As with last year there are lots starting with 'Death' because murder mysteries are my go-to palate cleanser. Only 83 books in total, which is fewer than last year but not very different from 2017, when I did the first half of this MA I'm doing (I took 2018 off).

32 are non-fiction, just three down on last year, and the exact same amount as the year before. 

Of all books read 31 were by men and 49 by women although I actually read slightly more non-fiction by men (17 men, 13 women, and 3 with both). 

Two books in translation, and even of those one was by a writer who originally wrote in English, so that's something to work on.

There were loads of excellent books though. 

Five of the best are: Three Guineas, The Good Immigrant, The Last Days of Detroit, Round About a Pound a Week and Jambusters. I can't recommend any of these books highly enough, really, but The Good Immigrant and Round About a Pound a Week can share first place, I think. 

The Gender Games was also great, and although there was a little tmi at one point there was a clear heads up to skip that chapter if you preferred.
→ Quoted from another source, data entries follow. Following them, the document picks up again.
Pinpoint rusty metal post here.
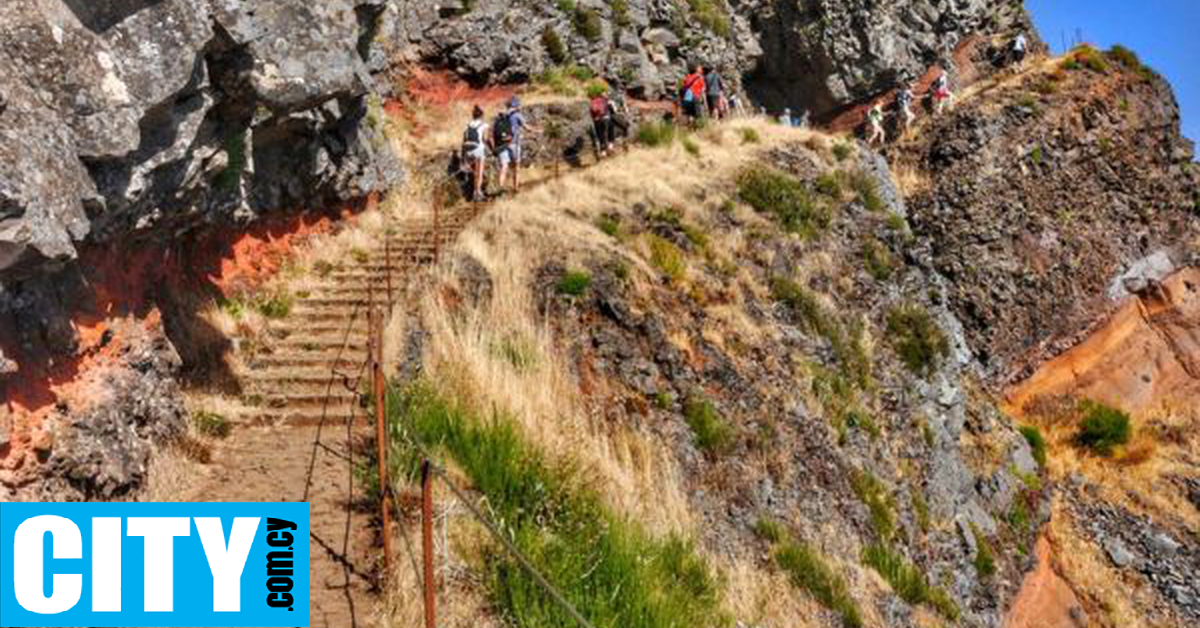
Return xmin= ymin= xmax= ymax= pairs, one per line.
xmin=371 ymin=310 xmax=391 ymax=579
xmin=421 ymin=460 xmax=437 ymax=628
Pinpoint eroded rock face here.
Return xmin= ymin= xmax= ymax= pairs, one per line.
xmin=0 ymin=0 xmax=402 ymax=498
xmin=896 ymin=53 xmax=1200 ymax=383
xmin=385 ymin=0 xmax=1030 ymax=118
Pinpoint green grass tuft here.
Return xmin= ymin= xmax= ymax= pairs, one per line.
xmin=1019 ymin=425 xmax=1046 ymax=467
xmin=774 ymin=540 xmax=863 ymax=628
xmin=888 ymin=305 xmax=950 ymax=377
xmin=389 ymin=383 xmax=731 ymax=628
xmin=738 ymin=168 xmax=832 ymax=238
xmin=557 ymin=270 xmax=592 ymax=297
xmin=1075 ymin=401 xmax=1133 ymax=457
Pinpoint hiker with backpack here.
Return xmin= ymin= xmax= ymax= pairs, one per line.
xmin=588 ymin=89 xmax=613 ymax=159
xmin=492 ymin=96 xmax=526 ymax=192
xmin=932 ymin=70 xmax=954 ymax=115
xmin=462 ymin=104 xmax=492 ymax=202
xmin=704 ymin=67 xmax=727 ymax=120
xmin=679 ymin=65 xmax=708 ymax=125
xmin=866 ymin=101 xmax=887 ymax=146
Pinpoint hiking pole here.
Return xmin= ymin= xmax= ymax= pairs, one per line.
xmin=370 ymin=309 xmax=391 ymax=579
xmin=421 ymin=459 xmax=437 ymax=628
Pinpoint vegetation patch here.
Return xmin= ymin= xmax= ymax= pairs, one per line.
xmin=738 ymin=168 xmax=832 ymax=238
xmin=557 ymin=270 xmax=592 ymax=297
xmin=637 ymin=120 xmax=676 ymax=148
xmin=683 ymin=395 xmax=734 ymax=455
xmin=773 ymin=539 xmax=863 ymax=628
xmin=646 ymin=233 xmax=688 ymax=282
xmin=863 ymin=543 xmax=961 ymax=622
xmin=1075 ymin=401 xmax=1133 ymax=457
xmin=388 ymin=383 xmax=730 ymax=628
xmin=888 ymin=305 xmax=950 ymax=377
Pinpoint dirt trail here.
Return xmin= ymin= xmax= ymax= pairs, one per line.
xmin=190 ymin=209 xmax=476 ymax=628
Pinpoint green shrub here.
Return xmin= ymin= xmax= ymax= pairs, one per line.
xmin=388 ymin=382 xmax=730 ymax=628
xmin=850 ymin=171 xmax=883 ymax=211
xmin=1075 ymin=401 xmax=1133 ymax=457
xmin=192 ymin=411 xmax=233 ymax=438
xmin=541 ymin=26 xmax=570 ymax=64
xmin=257 ymin=292 xmax=292 ymax=318
xmin=646 ymin=233 xmax=688 ymax=282
xmin=1020 ymin=425 xmax=1046 ymax=467
xmin=774 ymin=542 xmax=863 ymax=628
xmin=558 ymin=270 xmax=592 ymax=297
xmin=833 ymin=142 xmax=854 ymax=161
xmin=887 ymin=305 xmax=950 ymax=377
xmin=637 ymin=121 xmax=676 ymax=148
xmin=683 ymin=395 xmax=733 ymax=454
xmin=863 ymin=238 xmax=895 ymax=281
xmin=738 ymin=168 xmax=832 ymax=237
xmin=971 ymin=524 xmax=996 ymax=580
xmin=863 ymin=543 xmax=960 ymax=622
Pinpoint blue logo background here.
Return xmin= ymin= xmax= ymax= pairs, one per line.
xmin=0 ymin=502 xmax=310 ymax=628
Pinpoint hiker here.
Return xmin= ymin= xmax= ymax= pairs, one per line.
xmin=932 ymin=70 xmax=954 ymax=115
xmin=462 ymin=104 xmax=492 ymax=202
xmin=679 ymin=66 xmax=707 ymax=125
xmin=866 ymin=101 xmax=887 ymax=146
xmin=492 ymin=96 xmax=526 ymax=192
xmin=704 ymin=67 xmax=726 ymax=120
xmin=896 ymin=85 xmax=917 ymax=131
xmin=588 ymin=90 xmax=613 ymax=159
xmin=1009 ymin=32 xmax=1030 ymax=71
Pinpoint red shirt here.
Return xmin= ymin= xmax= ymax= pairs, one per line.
xmin=683 ymin=74 xmax=704 ymax=101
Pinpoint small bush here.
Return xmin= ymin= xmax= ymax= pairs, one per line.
xmin=863 ymin=543 xmax=960 ymax=622
xmin=850 ymin=171 xmax=883 ymax=211
xmin=863 ymin=238 xmax=895 ymax=281
xmin=738 ymin=168 xmax=832 ymax=237
xmin=888 ymin=305 xmax=950 ymax=377
xmin=192 ymin=411 xmax=233 ymax=438
xmin=647 ymin=233 xmax=688 ymax=282
xmin=774 ymin=542 xmax=863 ymax=628
xmin=541 ymin=26 xmax=570 ymax=64
xmin=683 ymin=395 xmax=733 ymax=454
xmin=257 ymin=292 xmax=292 ymax=318
xmin=1075 ymin=401 xmax=1133 ymax=457
xmin=1020 ymin=425 xmax=1046 ymax=467
xmin=558 ymin=270 xmax=592 ymax=297
xmin=637 ymin=121 xmax=676 ymax=148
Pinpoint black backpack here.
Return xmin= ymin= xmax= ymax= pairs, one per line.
xmin=492 ymin=113 xmax=514 ymax=149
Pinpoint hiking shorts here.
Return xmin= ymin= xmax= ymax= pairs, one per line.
xmin=496 ymin=143 xmax=521 ymax=166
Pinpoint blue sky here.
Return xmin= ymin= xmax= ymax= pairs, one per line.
xmin=1025 ymin=0 xmax=1200 ymax=142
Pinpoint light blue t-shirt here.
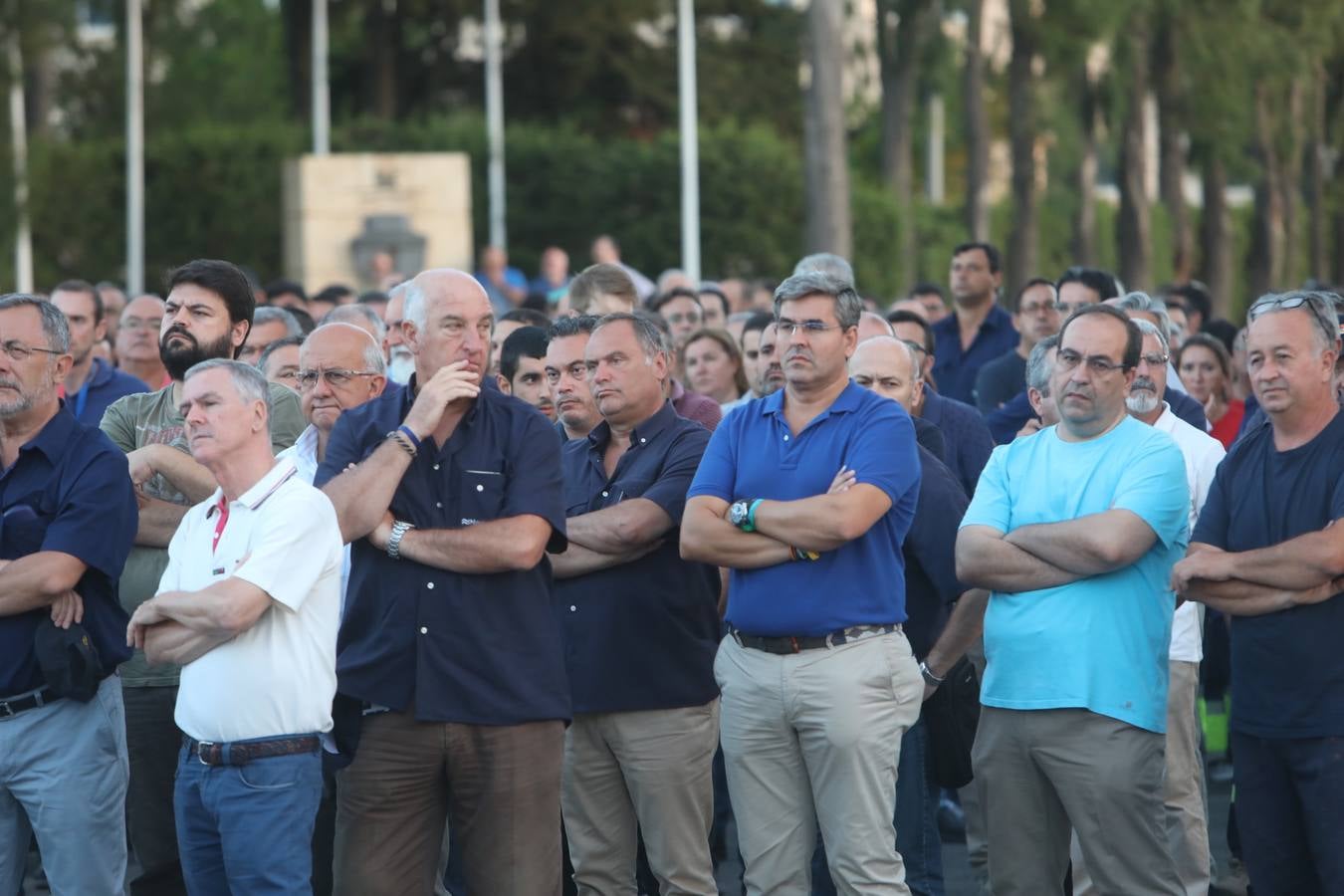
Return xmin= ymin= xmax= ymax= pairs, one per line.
xmin=961 ymin=416 xmax=1190 ymax=732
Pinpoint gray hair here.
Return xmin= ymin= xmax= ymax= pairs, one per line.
xmin=322 ymin=304 xmax=387 ymax=342
xmin=0 ymin=293 xmax=70 ymax=354
xmin=1134 ymin=317 xmax=1172 ymax=354
xmin=247 ymin=305 xmax=304 ymax=336
xmin=1245 ymin=289 xmax=1340 ymax=352
xmin=1026 ymin=333 xmax=1058 ymax=397
xmin=793 ymin=253 xmax=853 ymax=286
xmin=1114 ymin=295 xmax=1172 ymax=350
xmin=299 ymin=324 xmax=387 ymax=374
xmin=592 ymin=312 xmax=672 ymax=364
xmin=181 ymin=357 xmax=270 ymax=419
xmin=775 ymin=274 xmax=863 ymax=330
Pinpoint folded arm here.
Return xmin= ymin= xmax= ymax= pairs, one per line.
xmin=1006 ymin=509 xmax=1157 ymax=576
xmin=681 ymin=495 xmax=790 ymax=569
xmin=957 ymin=526 xmax=1086 ymax=593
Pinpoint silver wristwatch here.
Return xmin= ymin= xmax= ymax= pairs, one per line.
xmin=387 ymin=520 xmax=415 ymax=560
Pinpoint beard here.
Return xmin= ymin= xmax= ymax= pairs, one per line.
xmin=158 ymin=330 xmax=234 ymax=383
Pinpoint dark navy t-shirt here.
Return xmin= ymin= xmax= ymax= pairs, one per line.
xmin=1191 ymin=414 xmax=1344 ymax=738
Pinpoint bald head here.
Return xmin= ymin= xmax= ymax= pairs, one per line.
xmin=849 ymin=336 xmax=923 ymax=412
xmin=859 ymin=312 xmax=892 ymax=342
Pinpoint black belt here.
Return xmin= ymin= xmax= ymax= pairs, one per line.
xmin=0 ymin=688 xmax=61 ymax=719
xmin=730 ymin=623 xmax=901 ymax=655
xmin=183 ymin=735 xmax=322 ymax=766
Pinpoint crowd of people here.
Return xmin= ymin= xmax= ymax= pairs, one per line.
xmin=0 ymin=236 xmax=1344 ymax=896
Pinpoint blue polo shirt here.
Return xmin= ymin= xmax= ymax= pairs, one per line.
xmin=921 ymin=388 xmax=995 ymax=495
xmin=687 ymin=383 xmax=919 ymax=635
xmin=0 ymin=403 xmax=139 ymax=697
xmin=556 ymin=403 xmax=721 ymax=712
xmin=66 ymin=357 xmax=152 ymax=426
xmin=1191 ymin=412 xmax=1344 ymax=738
xmin=315 ymin=379 xmax=569 ymax=726
xmin=902 ymin=445 xmax=969 ymax=658
xmin=933 ymin=303 xmax=1020 ymax=404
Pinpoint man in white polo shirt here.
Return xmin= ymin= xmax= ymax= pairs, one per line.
xmin=127 ymin=358 xmax=341 ymax=896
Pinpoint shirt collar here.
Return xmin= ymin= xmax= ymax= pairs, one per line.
xmin=588 ymin=399 xmax=677 ymax=449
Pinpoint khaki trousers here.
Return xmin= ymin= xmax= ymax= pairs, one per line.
xmin=972 ymin=707 xmax=1183 ymax=896
xmin=560 ymin=699 xmax=719 ymax=896
xmin=714 ymin=631 xmax=923 ymax=896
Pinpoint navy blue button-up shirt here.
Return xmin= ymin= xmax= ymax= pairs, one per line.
xmin=0 ymin=403 xmax=139 ymax=697
xmin=933 ymin=303 xmax=1020 ymax=404
xmin=315 ymin=381 xmax=569 ymax=726
xmin=901 ymin=445 xmax=971 ymax=658
xmin=556 ymin=403 xmax=719 ymax=712
xmin=921 ymin=387 xmax=995 ymax=495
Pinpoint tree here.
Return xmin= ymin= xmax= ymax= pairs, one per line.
xmin=802 ymin=0 xmax=853 ymax=258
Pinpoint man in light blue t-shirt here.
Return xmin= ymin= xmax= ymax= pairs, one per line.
xmin=957 ymin=305 xmax=1190 ymax=896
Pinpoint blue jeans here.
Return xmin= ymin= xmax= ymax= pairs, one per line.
xmin=0 ymin=676 xmax=129 ymax=896
xmin=1232 ymin=731 xmax=1344 ymax=896
xmin=811 ymin=716 xmax=944 ymax=896
xmin=173 ymin=747 xmax=323 ymax=896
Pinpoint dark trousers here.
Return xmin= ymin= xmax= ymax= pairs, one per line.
xmin=335 ymin=712 xmax=564 ymax=896
xmin=1232 ymin=731 xmax=1344 ymax=896
xmin=121 ymin=687 xmax=187 ymax=896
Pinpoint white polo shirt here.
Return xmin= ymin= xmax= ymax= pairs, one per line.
xmin=1153 ymin=401 xmax=1228 ymax=662
xmin=158 ymin=461 xmax=342 ymax=742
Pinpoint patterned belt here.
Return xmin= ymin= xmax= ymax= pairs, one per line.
xmin=731 ymin=623 xmax=901 ymax=655
xmin=184 ymin=735 xmax=322 ymax=766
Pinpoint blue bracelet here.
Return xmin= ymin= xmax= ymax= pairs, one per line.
xmin=396 ymin=423 xmax=419 ymax=451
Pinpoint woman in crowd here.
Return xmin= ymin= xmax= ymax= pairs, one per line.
xmin=1176 ymin=334 xmax=1245 ymax=447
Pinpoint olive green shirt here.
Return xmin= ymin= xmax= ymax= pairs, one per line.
xmin=101 ymin=383 xmax=307 ymax=688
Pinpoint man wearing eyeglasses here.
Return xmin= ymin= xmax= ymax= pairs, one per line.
xmin=681 ymin=272 xmax=923 ymax=893
xmin=101 ymin=259 xmax=304 ymax=896
xmin=1174 ymin=292 xmax=1344 ymax=896
xmin=957 ymin=305 xmax=1190 ymax=896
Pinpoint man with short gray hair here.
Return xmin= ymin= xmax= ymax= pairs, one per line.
xmin=681 ymin=272 xmax=923 ymax=895
xmin=126 ymin=358 xmax=341 ymax=896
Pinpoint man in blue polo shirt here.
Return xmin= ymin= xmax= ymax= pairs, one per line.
xmin=552 ymin=315 xmax=719 ymax=896
xmin=681 ymin=272 xmax=923 ymax=893
xmin=51 ymin=280 xmax=149 ymax=426
xmin=957 ymin=305 xmax=1190 ymax=896
xmin=315 ymin=269 xmax=569 ymax=896
xmin=0 ymin=295 xmax=135 ymax=896
xmin=933 ymin=243 xmax=1018 ymax=405
xmin=1175 ymin=292 xmax=1344 ymax=896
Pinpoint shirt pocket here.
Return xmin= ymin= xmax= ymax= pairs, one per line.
xmin=457 ymin=469 xmax=507 ymax=526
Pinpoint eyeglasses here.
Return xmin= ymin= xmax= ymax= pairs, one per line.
xmin=1245 ymin=293 xmax=1340 ymax=339
xmin=0 ymin=338 xmax=65 ymax=361
xmin=776 ymin=319 xmax=844 ymax=336
xmin=1055 ymin=349 xmax=1125 ymax=376
xmin=295 ymin=368 xmax=379 ymax=392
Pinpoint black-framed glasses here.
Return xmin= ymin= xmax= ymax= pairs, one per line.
xmin=776 ymin=319 xmax=844 ymax=336
xmin=0 ymin=338 xmax=65 ymax=362
xmin=1055 ymin=347 xmax=1125 ymax=376
xmin=295 ymin=368 xmax=380 ymax=392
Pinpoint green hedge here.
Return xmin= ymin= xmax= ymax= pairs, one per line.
xmin=0 ymin=115 xmax=1246 ymax=309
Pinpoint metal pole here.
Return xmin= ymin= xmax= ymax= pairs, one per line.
xmin=126 ymin=0 xmax=145 ymax=296
xmin=312 ymin=0 xmax=332 ymax=156
xmin=9 ymin=32 xmax=32 ymax=293
xmin=485 ymin=0 xmax=508 ymax=249
xmin=676 ymin=0 xmax=700 ymax=282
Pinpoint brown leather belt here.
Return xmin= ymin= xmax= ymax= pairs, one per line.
xmin=185 ymin=735 xmax=322 ymax=766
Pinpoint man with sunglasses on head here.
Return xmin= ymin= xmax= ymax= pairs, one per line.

Hawthorn and Child, which is the fiction stand-out for me was also very, very good but at the same time very disturbing. 

Next year I'm hoping to resume my reading the 80s schtick and finally polish off Stephen King's Dark Tower.  Wish me luck.

Happy New Year! 

This is my cousin's dog. I just borrow her. 
She is allowed on the bed at home, but in this instance is actually on mine,
probably wondering why we've stopped walking  (answer: for tea).